NORD gratefully acknowledges Michael J. Lyons, MD, Associate Clinical Geneticist, Greenwood Genetic Center, for assistance in the preparation of this report.
FG syndrome type 1 (FGS1) is an X-linked genetic disorder that is characterized by poor muscle tone (hypotonia), intellectual disability, constipation and or anal anomalies and complete or partial absence of the part of the brain that connects the two hemispheres of the brain (corpus callosum). Other features of the disorder are small and simple ears, tall and prominent forehead, wide and flat thumbs and great toes and downslanting eyes. Additional features may include a large head (macrocephaly), widely spaced eyes (ocular hypertelorism) and upswept frontal hair. Seizures and congenital heart defects have also been reported.
Individuals with FGS1 often have characteristic behaviors that can include hyperactivity, friendliness and attention seeking.
FGS1 is typically caused by a recurrent abnormality (mutation) in the MED12 gene on the X chromosome located at Xq13. The MED12 gene is responsible for production of the MED12 (TRAP230) protein that is involved in the regulation of transcription.

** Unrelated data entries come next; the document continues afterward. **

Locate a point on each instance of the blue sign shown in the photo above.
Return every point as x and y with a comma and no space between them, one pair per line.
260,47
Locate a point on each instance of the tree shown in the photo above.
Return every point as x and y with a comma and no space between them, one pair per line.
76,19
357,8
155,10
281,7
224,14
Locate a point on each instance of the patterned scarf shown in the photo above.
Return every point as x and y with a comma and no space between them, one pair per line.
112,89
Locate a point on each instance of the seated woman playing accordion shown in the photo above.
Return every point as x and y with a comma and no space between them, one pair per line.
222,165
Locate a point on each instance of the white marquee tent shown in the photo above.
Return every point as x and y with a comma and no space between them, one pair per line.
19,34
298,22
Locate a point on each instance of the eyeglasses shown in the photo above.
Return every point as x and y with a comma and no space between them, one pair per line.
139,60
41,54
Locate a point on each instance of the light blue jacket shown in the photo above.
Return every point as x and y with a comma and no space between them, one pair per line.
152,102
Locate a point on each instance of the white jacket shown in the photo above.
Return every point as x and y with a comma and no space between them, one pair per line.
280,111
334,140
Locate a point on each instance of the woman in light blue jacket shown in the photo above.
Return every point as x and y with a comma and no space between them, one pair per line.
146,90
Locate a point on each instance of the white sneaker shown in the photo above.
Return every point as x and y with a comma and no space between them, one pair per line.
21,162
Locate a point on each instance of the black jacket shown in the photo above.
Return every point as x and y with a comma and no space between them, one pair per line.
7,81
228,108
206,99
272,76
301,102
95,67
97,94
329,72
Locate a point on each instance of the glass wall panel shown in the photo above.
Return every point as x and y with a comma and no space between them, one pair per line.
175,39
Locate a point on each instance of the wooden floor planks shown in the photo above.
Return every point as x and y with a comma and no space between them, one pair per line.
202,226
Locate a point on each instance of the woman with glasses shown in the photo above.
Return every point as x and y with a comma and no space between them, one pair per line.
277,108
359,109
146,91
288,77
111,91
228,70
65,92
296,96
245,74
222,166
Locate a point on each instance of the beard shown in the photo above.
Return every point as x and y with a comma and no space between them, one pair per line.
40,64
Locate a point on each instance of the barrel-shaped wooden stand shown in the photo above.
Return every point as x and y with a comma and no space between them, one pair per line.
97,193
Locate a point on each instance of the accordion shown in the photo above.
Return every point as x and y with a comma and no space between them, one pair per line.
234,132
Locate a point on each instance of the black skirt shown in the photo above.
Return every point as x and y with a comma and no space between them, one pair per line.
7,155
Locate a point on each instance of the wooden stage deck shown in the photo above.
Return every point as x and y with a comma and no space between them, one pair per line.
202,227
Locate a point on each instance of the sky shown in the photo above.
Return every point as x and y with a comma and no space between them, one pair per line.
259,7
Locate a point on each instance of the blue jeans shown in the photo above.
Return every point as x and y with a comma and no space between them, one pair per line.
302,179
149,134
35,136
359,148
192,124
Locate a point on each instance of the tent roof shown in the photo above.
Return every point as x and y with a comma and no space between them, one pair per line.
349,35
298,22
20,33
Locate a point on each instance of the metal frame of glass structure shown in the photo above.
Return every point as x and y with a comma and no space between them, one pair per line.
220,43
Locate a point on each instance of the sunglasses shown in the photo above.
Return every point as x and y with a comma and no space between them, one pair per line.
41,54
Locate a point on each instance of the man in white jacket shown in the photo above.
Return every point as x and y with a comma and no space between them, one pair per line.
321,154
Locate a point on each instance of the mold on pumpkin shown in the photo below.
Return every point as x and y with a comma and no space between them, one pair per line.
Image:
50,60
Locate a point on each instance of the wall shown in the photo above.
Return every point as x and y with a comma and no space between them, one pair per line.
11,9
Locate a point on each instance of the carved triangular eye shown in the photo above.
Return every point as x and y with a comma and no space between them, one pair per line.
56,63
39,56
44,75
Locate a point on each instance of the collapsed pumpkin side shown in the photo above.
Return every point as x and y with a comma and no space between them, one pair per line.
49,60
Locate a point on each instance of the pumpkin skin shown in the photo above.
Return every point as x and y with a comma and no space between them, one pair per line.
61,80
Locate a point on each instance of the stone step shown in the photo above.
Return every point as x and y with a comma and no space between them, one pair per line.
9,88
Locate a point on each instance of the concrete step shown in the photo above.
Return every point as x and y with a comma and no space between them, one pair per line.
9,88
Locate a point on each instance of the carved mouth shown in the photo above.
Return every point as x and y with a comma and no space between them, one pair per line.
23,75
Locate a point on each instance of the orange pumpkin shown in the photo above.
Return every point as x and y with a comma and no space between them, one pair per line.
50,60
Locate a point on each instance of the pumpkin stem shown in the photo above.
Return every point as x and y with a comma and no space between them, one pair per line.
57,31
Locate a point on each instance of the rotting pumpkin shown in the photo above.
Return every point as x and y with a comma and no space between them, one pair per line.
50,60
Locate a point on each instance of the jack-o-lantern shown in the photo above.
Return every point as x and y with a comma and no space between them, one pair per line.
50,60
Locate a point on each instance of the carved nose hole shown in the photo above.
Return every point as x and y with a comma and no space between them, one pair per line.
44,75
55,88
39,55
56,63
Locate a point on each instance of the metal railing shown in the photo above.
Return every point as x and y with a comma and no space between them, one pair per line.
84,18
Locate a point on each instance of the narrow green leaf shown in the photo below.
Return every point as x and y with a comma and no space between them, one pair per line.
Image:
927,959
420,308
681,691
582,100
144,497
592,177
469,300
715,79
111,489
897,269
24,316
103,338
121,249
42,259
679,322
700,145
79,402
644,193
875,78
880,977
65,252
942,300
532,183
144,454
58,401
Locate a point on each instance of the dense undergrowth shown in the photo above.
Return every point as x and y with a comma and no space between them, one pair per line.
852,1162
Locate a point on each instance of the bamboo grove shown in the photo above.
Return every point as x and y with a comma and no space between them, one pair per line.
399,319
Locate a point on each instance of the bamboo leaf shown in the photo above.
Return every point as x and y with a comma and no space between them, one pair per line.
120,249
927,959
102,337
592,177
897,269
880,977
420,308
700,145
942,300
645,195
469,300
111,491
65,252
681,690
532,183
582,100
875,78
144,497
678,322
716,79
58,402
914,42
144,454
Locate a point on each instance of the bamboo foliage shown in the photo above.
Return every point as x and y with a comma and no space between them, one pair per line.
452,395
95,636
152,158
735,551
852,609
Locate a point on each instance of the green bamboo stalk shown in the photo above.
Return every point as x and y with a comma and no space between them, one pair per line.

FGS1 is an X-linked genetic disorder. X-linked genetic disorders are conditions caused by an abnormal gene on the X chromosome and occur mostly in males. Females that have a disease gene present on one of their X chromosomes are carriers for that disorder. Carrier females usually do not display symptoms because females have two X chromosomes and one is inactivated so that the genes on that chromosome are nonfunctioning. It is usually the X chromosome with the abnormal gene that is inactivated. Males have one X chromosome that is inherited from their mother and if a male inherits an X chromosome that contains a disease gene he will develop the disease. Female carriers of an X-linked disorder have a 25% chance with each pregnancy to have a carrier daughter like themselves, a 25% chance to have a non-carrier daughter, a 25% chance to have a son affected with the disease and a 25% chance to have an unaffected son.
Males with X-linked disorders pass the disease gene to all of their daughters who will be carriers. A male cannot pass an X-linked gene to his sons because males always pass their Y chromosome instead of their X chromosome to male offspring.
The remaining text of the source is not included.